High incidence of atrial fibrillation in patients treated with ibrutinib

Baptiste F et al.

openheart 2019

http://dx.doi.org/10.1136/openhrt-2019-001049

PMID:

目的

心房細動(Atrial fibrillation, AF)は、慢性リンパ性白血病(chronic lymphocytic leukaemia, CLL)などの慢性B細胞悪性腫瘍の予後を劇的に改善した薬であるイブルチニブの最も一般的な副作用の1つである。

イブルチニブ関連AF(IRAF)の真の発生率はよく知られておらず、その治療管理は特に出血の固有リスクのために特有の課題を投げかけている。

本研究ではIRAFの発生率と予測因子を決定し、その管理と結果を分析することを目的とした。

【方法】

心臓腫瘍診療所2施設における標準化されたモニタリングを適用し、イブルチニブ療法の前および経過について検証した。

主要評価項目はIRAFの発生率とした。
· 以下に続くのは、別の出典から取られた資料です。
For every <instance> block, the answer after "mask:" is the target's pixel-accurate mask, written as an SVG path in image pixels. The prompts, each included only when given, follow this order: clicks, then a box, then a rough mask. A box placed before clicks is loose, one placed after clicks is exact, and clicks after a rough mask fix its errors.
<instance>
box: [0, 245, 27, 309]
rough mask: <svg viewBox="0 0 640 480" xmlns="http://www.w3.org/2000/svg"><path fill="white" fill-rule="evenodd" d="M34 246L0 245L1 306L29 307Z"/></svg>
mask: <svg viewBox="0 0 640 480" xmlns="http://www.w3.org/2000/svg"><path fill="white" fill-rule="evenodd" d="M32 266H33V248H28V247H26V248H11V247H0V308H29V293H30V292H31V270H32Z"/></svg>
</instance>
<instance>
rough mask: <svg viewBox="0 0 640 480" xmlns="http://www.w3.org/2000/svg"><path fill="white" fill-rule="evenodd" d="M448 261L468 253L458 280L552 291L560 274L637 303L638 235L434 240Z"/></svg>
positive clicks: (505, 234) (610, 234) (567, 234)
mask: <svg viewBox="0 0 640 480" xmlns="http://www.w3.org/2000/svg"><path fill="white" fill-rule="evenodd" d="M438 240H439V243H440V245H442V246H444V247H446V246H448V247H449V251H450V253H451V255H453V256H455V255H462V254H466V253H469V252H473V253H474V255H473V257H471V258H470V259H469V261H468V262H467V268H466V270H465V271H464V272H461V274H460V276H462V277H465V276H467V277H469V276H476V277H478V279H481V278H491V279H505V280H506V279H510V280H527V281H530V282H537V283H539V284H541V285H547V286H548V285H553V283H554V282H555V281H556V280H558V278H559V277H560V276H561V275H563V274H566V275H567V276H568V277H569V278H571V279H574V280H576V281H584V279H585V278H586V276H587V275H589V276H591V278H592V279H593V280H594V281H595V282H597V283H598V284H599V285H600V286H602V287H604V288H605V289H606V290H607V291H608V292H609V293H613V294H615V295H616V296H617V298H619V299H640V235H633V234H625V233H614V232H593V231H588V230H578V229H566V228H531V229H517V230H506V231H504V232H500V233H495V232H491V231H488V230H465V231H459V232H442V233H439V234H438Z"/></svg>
イブルチニブによる過剰AF発生率は、一般集団およびイブルチニブに曝露されていないCLL患者において、IRAFの発生率とAFの発生率とを比較することによって検証された。

【結果】

・53人の患者が含まれた。

・IRAFの発生率は2年時点で38%であり、リスクは一般集団およびイブルチニブに曝露されていないCLL患者の両方と比べてAFリスクが15倍高かった(p <0.0001)。
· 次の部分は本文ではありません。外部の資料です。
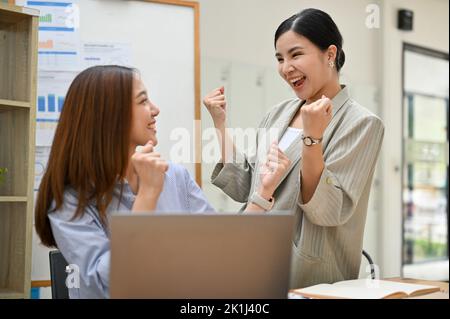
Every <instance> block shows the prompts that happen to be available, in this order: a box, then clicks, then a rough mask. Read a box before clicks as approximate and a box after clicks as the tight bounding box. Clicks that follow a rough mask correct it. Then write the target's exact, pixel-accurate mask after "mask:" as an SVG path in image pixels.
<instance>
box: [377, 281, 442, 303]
mask: <svg viewBox="0 0 450 319" xmlns="http://www.w3.org/2000/svg"><path fill="white" fill-rule="evenodd" d="M385 280H391V281H397V282H404V283H408V284H419V285H429V286H436V287H439V288H440V289H441V290H440V291H438V292H434V293H431V294H427V295H423V296H417V297H410V298H408V299H449V295H448V282H442V281H430V280H420V279H410V278H386V279H385Z"/></svg>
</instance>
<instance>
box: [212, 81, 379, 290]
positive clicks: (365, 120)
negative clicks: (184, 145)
mask: <svg viewBox="0 0 450 319" xmlns="http://www.w3.org/2000/svg"><path fill="white" fill-rule="evenodd" d="M301 103H302V101H301V100H299V99H293V100H288V101H285V102H282V103H280V104H279V105H277V106H275V107H274V108H273V109H272V110H271V111H269V113H268V114H267V115H266V116H265V117H264V119H263V121H262V122H261V124H260V128H277V129H279V134H278V138H281V136H282V135H283V134H284V131H285V130H286V128H287V126H288V125H289V123H290V122H291V120H292V118H293V117H294V115H295V114H296V112H297V111H298V109H299V107H300V105H301ZM332 103H333V116H332V119H331V122H330V124H329V125H328V127H327V129H326V131H325V133H324V137H323V144H322V148H323V154H324V160H325V169H324V170H323V173H322V176H321V178H320V181H319V184H318V186H317V188H316V190H315V193H314V195H313V197H312V199H311V200H310V201H309V202H308V203H306V204H305V203H302V197H301V195H300V190H301V183H300V178H299V174H300V168H301V160H302V159H301V147H299V144H300V143H301V140H300V137H298V138H297V139H296V140H295V141H294V142H293V143H292V145H291V146H289V147H288V148H287V149H286V150H285V153H286V155H287V156H288V157H289V158H290V160H291V162H292V163H291V166H290V167H289V169H288V172H287V173H286V174H285V176H284V177H283V179H282V180H281V182H280V184H279V186H278V188H277V189H276V191H275V193H274V197H275V205H274V207H273V210H274V211H278V210H290V211H293V212H294V213H295V217H296V218H295V220H296V224H295V236H294V242H293V247H292V249H293V252H292V265H291V266H292V267H291V280H290V286H291V288H298V287H306V286H310V285H314V284H318V283H332V282H336V281H340V280H348V279H355V278H357V277H358V273H359V267H360V263H361V251H362V241H363V235H364V225H365V221H366V214H367V205H368V200H369V193H370V188H371V183H372V177H373V172H374V169H375V164H376V161H377V157H378V154H379V151H380V148H381V144H382V140H383V135H384V126H383V123H382V122H381V120H380V119H379V118H378V117H377V116H375V115H374V114H372V113H371V112H370V111H368V110H367V109H365V108H363V107H362V106H361V105H359V104H358V103H357V102H355V101H354V100H352V99H351V98H350V97H349V95H348V91H347V88H345V86H343V89H342V90H341V91H340V92H339V93H338V94H337V95H336V96H335V97H334V99H333V100H332ZM256 143H257V144H256V145H257V147H256V150H254V151H253V152H249V153H248V154H244V153H241V152H238V154H237V159H238V160H237V161H236V163H226V164H225V165H223V164H222V163H219V164H217V165H216V167H215V169H214V171H213V173H212V183H213V184H214V185H216V186H218V187H219V188H221V189H222V190H223V191H224V192H225V193H226V194H228V195H229V196H230V197H231V198H233V199H234V200H236V201H238V202H242V203H247V201H248V200H249V197H250V195H251V194H252V193H253V190H254V189H256V187H257V186H258V183H259V178H258V177H257V176H258V167H259V159H260V158H259V157H258V156H257V154H258V148H261V147H262V144H263V143H264V145H266V144H267V143H265V138H263V137H262V134H261V133H258V134H257V141H256ZM245 206H246V204H245V205H244V207H243V209H245Z"/></svg>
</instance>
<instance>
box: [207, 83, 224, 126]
mask: <svg viewBox="0 0 450 319" xmlns="http://www.w3.org/2000/svg"><path fill="white" fill-rule="evenodd" d="M224 90H225V89H224V87H223V86H221V87H219V88H217V89H215V90H213V91H212V92H210V93H209V94H207V95H206V96H205V98H204V99H203V104H204V105H205V106H206V108H207V109H208V111H209V114H211V117H212V119H213V122H214V124H215V125H216V126H217V125H221V124H224V123H225V121H226V107H227V102H226V100H225V94H224V92H225V91H224Z"/></svg>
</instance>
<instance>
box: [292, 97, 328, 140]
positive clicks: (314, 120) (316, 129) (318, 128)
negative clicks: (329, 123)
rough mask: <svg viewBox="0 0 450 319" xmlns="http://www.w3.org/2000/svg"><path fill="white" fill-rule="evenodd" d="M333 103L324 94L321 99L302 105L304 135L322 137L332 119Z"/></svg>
mask: <svg viewBox="0 0 450 319" xmlns="http://www.w3.org/2000/svg"><path fill="white" fill-rule="evenodd" d="M332 111H333V105H332V104H331V100H330V99H329V98H327V97H325V96H324V95H322V98H321V99H318V100H317V101H315V102H313V103H311V104H305V105H303V106H302V107H301V109H300V112H301V118H302V121H303V135H305V136H311V137H312V138H316V139H319V138H322V137H323V133H324V132H325V129H326V128H327V126H328V124H329V123H330V121H331V116H332Z"/></svg>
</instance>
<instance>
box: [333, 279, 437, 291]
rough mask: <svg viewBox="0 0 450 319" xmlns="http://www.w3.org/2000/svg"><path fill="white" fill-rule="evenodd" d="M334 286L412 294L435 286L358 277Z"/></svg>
mask: <svg viewBox="0 0 450 319" xmlns="http://www.w3.org/2000/svg"><path fill="white" fill-rule="evenodd" d="M333 286H337V287H352V288H357V287H359V288H367V289H372V288H375V289H381V290H383V291H398V292H405V293H406V294H408V295H410V294H412V293H414V292H415V291H418V290H424V289H434V288H436V287H434V286H428V285H418V284H408V283H402V282H394V281H387V280H372V279H356V280H347V281H341V282H337V283H335V284H333Z"/></svg>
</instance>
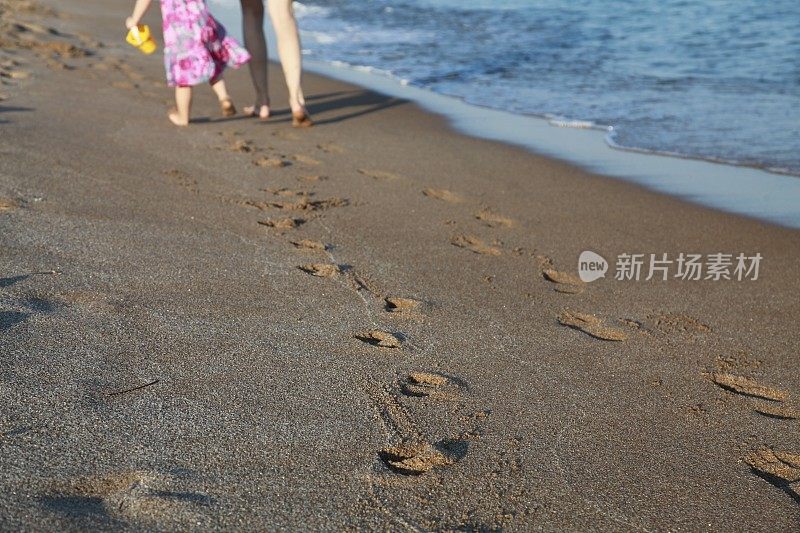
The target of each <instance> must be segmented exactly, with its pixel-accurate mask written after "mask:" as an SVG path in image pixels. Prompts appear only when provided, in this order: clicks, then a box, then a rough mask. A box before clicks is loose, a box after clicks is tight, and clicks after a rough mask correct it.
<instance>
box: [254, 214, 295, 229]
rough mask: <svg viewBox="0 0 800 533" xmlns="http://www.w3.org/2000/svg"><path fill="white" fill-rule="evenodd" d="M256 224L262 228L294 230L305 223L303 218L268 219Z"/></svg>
mask: <svg viewBox="0 0 800 533" xmlns="http://www.w3.org/2000/svg"><path fill="white" fill-rule="evenodd" d="M258 223H259V224H260V225H262V226H267V227H268V228H275V229H294V228H297V227H299V226H302V225H303V224H305V223H306V219H304V218H291V217H289V218H268V219H267V220H259V221H258Z"/></svg>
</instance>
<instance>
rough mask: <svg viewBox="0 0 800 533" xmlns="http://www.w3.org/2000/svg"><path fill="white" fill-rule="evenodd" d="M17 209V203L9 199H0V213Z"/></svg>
mask: <svg viewBox="0 0 800 533" xmlns="http://www.w3.org/2000/svg"><path fill="white" fill-rule="evenodd" d="M17 207H19V206H18V205H17V202H15V201H14V200H11V199H10V198H0V213H4V212H6V211H13V210H14V209H16V208H17Z"/></svg>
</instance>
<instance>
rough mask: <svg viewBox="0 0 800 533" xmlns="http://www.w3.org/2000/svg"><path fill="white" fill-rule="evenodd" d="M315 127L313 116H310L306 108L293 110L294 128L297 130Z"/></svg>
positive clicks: (300, 108)
mask: <svg viewBox="0 0 800 533" xmlns="http://www.w3.org/2000/svg"><path fill="white" fill-rule="evenodd" d="M313 125H314V121H313V120H311V116H310V115H309V114H308V111H306V108H305V107H303V108H300V109H298V110H294V109H293V110H292V126H294V127H295V128H310V127H311V126H313Z"/></svg>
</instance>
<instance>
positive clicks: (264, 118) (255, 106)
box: [244, 105, 270, 122]
mask: <svg viewBox="0 0 800 533" xmlns="http://www.w3.org/2000/svg"><path fill="white" fill-rule="evenodd" d="M256 109H258V112H256ZM244 114H245V115H247V116H248V117H258V119H259V120H260V121H262V122H264V121H266V120H267V119H269V115H270V111H269V106H268V105H262V106H260V107H258V106H247V107H245V108H244Z"/></svg>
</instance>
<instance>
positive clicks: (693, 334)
mask: <svg viewBox="0 0 800 533" xmlns="http://www.w3.org/2000/svg"><path fill="white" fill-rule="evenodd" d="M644 325H645V326H646V327H648V328H650V329H652V330H655V331H659V332H661V333H664V334H667V335H676V334H683V335H696V334H704V333H712V329H711V327H710V326H708V325H707V324H703V323H702V322H700V321H699V320H697V319H696V318H692V317H690V316H687V315H681V314H676V315H671V314H665V315H650V316H648V317H647V320H646V321H645V322H644Z"/></svg>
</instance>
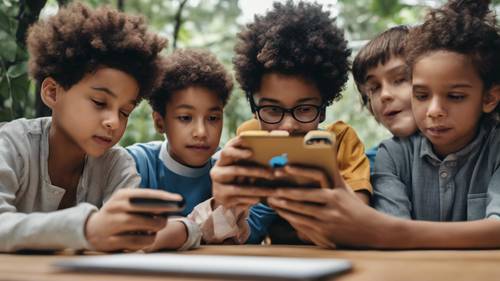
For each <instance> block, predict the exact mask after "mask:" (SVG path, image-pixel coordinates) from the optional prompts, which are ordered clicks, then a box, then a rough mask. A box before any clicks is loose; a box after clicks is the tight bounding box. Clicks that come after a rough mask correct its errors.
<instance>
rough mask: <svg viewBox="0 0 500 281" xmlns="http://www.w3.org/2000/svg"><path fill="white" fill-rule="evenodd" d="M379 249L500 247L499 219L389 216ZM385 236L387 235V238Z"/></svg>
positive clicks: (435, 248) (378, 247) (426, 248)
mask: <svg viewBox="0 0 500 281" xmlns="http://www.w3.org/2000/svg"><path fill="white" fill-rule="evenodd" d="M386 225H387V226H388V227H386V230H385V231H384V235H380V236H379V239H377V240H378V242H377V243H376V244H378V245H376V246H377V248H387V249H422V248H426V249H487V248H500V221H499V220H495V219H483V220H478V221H466V222H430V221H411V220H403V219H397V218H390V219H389V220H388V223H387V224H386ZM384 236H385V237H384Z"/></svg>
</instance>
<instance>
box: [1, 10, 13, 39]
mask: <svg viewBox="0 0 500 281" xmlns="http://www.w3.org/2000/svg"><path fill="white" fill-rule="evenodd" d="M0 30H4V31H6V32H9V33H10V32H11V26H10V19H9V15H7V13H5V11H3V9H0Z"/></svg>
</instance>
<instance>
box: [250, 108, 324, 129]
mask: <svg viewBox="0 0 500 281" xmlns="http://www.w3.org/2000/svg"><path fill="white" fill-rule="evenodd" d="M253 107H254V110H255V112H257V115H258V116H259V119H260V120H262V122H264V123H267V124H277V123H279V122H281V121H282V120H283V117H284V116H285V113H289V114H290V115H292V117H293V118H294V119H295V120H297V121H299V122H300V123H311V122H313V121H314V120H316V118H318V116H319V114H320V113H321V111H322V110H323V108H324V106H323V105H315V104H299V105H297V106H294V107H292V108H289V109H288V108H283V107H281V106H277V105H263V106H258V105H256V104H254V105H253Z"/></svg>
・症例の大部分は最初の6か月以内に無症状の患者で発生していた。

・治療開始時の左心房容積指数≧40 mL / m 2は、IRAFを発症するリスクが高い患者を特定した。

・IRAF患者の大多数は抗凝固薬で治療されていたが、イブルチニブを投与されている患者では大きな出血事象は発生しなかった。

【結論】

本心臓腫瘍学研究では、IRAFリスクが以前に報告されたものよりはるかに高いことを示された。
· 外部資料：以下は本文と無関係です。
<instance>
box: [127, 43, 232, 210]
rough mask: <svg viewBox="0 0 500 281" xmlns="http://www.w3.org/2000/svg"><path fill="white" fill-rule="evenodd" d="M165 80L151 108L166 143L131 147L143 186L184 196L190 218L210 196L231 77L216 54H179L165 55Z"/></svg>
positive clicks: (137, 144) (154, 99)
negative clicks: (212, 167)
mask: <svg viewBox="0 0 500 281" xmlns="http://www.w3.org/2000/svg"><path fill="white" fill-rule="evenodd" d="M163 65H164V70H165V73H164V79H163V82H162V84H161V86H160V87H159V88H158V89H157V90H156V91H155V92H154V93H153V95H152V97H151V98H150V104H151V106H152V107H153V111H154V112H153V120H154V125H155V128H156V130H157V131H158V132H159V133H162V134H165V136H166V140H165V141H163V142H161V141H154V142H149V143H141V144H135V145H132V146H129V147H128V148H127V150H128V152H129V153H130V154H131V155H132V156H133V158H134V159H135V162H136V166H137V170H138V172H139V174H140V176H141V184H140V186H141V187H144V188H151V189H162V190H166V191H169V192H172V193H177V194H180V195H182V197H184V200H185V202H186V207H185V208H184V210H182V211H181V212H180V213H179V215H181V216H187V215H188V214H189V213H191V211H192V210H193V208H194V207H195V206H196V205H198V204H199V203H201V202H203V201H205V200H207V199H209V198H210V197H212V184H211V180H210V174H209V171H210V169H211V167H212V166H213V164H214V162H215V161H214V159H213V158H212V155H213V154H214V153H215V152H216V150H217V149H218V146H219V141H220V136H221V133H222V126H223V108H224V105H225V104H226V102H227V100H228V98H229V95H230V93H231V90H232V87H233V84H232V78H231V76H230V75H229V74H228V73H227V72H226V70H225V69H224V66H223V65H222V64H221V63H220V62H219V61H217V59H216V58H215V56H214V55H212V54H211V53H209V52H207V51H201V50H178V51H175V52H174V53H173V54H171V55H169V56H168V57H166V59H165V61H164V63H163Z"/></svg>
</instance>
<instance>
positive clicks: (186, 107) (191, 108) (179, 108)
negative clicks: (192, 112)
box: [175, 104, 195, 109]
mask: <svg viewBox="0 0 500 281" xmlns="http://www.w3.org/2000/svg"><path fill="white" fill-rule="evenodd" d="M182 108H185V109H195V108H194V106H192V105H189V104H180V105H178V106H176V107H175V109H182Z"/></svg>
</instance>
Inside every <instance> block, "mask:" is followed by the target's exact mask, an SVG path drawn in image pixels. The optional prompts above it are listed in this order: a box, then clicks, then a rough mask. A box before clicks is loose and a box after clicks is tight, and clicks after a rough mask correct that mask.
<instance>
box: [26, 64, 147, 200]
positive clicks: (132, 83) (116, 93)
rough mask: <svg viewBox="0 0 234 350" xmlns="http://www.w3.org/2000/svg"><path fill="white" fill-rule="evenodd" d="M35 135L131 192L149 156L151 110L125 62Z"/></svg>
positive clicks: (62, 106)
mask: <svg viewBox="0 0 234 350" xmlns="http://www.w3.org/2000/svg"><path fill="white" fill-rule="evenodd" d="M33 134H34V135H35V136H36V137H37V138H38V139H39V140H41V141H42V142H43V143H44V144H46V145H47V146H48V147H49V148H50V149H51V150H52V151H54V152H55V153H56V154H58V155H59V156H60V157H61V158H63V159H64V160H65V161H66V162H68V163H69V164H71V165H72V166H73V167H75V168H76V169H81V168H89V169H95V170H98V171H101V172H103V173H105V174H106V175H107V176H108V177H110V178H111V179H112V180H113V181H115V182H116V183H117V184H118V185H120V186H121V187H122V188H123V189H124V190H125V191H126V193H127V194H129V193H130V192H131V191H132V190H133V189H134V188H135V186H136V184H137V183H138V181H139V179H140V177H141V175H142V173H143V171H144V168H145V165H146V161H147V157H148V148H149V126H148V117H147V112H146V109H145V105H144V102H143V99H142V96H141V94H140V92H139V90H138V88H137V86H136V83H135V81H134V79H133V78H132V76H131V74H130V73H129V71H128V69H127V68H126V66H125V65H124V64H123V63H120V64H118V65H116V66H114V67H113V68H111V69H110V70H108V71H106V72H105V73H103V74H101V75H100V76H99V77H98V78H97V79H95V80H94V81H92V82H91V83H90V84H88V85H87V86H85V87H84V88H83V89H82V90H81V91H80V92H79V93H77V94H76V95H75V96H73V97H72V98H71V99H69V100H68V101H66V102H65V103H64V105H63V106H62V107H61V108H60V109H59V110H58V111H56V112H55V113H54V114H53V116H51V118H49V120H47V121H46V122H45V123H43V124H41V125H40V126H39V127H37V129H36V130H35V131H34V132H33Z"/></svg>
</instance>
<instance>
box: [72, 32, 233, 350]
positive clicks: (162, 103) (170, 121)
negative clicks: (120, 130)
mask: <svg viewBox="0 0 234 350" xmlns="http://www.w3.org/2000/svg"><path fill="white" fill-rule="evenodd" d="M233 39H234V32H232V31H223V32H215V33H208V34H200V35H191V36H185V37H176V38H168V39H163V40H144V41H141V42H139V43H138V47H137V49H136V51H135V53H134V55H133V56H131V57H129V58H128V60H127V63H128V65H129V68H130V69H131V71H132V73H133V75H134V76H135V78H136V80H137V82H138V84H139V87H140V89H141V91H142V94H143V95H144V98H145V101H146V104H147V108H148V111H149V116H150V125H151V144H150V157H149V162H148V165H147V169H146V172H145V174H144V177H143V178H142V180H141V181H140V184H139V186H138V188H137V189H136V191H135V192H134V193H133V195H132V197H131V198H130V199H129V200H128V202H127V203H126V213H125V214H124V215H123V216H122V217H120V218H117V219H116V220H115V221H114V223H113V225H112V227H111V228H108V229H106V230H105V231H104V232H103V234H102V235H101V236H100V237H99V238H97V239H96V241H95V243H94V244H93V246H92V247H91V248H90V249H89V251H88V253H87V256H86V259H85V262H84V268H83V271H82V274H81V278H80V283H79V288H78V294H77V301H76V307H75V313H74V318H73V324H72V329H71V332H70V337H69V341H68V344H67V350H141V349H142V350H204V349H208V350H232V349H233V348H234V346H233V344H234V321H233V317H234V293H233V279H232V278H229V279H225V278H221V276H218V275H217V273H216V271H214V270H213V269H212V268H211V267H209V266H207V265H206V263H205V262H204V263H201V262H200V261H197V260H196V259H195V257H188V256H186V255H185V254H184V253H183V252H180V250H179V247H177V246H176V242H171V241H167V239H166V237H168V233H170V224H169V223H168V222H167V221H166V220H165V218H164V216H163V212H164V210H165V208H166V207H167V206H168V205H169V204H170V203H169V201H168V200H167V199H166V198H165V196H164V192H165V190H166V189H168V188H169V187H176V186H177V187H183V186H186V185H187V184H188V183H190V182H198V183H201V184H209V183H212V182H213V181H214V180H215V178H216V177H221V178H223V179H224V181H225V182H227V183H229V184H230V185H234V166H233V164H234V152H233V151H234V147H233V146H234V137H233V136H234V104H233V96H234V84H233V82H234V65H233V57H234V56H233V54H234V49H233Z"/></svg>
綿密なモニタリングにより、症例の大部分が無症候性の患者であることが明らかとなった。


【コメント】

アブストのみ。

さて比較的新しい薬剤であるイムブルビカ®️による心房細動リスクについての研究。左心房容積指数 40 mL/m2 がリスク基準の1つとなる可能性が示唆された。

また追跡率からすると治療開始1.5年までが信頼性の高そうな結果であると考えられる。

ちなみに日本ではCLL発症リスクが低く、約0.0003%(100万人あたり3人程度)。

※イムブルビカ®️の適応症(2019年6月時点)

1. 慢性リンパ性白血病(小リンパ球性リンパ腫を含む)
通常、成人にはイブルチニブとして420mgを1日1回経口投与する。なお、患者の状態により適宜減量する。
2. 再発又は難治性のマントル細胞リンパ腫
通常、成人にはイブルチニブとして560mgを1日1回経口投与する。なお、患者の状態により適宜減量する。

→ボリコナゾール併用時は相互作用による血中濃度上昇のリスクが予測されるため140mgを1日1回経口投与する。っていう注意書き小さいと思うのは私だけでしょうか。